The Bourne Objective
- The Bourne Objective American hardback edition
- Author: Robert Ludlum (series creator) Eric Van Lustbader
- Language: English
- Series: Jason Bourne
- Genre: Spy, thriller
- Publisher: Orion Books (UK) Grand Central Publishing (US)
- Publication date: May 27, 2010 (UK) June 1, 2010 (US)
- Publication place: United States
- Media type: Print (hardback & paperback), audiobook
- Pages: 448 pp (first edition)
- ISBN: 978-1-4091-0163-5
- Preceded by: The Bourne Deception
- Followed by: The Bourne Dominion

= The Bourne Objective =

2010 novel by Eric Van Lustbader

The Bourne Objective is the eighth novel in the Bourne series and fifth by Eric Van Lustbader. The book was released on June 1, 2010, as a sequel to The Bourne Deception.
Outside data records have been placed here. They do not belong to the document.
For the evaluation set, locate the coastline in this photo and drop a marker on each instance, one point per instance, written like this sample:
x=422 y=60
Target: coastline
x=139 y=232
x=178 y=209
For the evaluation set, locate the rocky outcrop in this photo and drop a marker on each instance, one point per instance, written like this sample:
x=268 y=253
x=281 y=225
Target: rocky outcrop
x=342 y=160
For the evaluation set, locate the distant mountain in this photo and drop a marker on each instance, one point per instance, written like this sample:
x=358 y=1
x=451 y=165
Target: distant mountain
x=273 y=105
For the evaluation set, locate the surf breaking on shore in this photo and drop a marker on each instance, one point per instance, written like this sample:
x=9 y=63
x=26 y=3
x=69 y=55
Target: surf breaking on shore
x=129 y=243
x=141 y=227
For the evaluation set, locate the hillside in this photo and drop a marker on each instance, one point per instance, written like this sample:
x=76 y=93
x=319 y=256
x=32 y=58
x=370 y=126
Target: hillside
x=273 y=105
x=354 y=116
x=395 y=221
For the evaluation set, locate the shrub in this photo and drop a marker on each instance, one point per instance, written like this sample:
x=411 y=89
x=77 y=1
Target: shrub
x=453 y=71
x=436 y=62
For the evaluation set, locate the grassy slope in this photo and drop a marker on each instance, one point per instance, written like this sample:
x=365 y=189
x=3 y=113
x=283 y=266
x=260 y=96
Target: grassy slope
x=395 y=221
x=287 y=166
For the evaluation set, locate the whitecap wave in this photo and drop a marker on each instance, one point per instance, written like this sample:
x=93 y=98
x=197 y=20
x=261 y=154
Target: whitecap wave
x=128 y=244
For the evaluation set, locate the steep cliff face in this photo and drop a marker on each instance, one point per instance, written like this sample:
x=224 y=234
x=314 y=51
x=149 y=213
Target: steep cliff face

This novel continues very shortly after the end of Deception, with Bourne in a race against his nemesis, Leonid Arkadin, to unlock the potential mystery of King Solomon's Gold, while fighting Russian mercenaries, assassins sent by the U.S. government, and confronting a mysterious organization that threatens to take over and run the world.

== Reception ==
For the Bookreporter, Ray Palen, commends the author stating that: "the last few chapters will have readers gasping for breath. It is reassuring to know that, in the able hands of Eric Van Lustbader, Jason Bourne is alive and well and continuing to search for the truth to his own existence and overall purpose."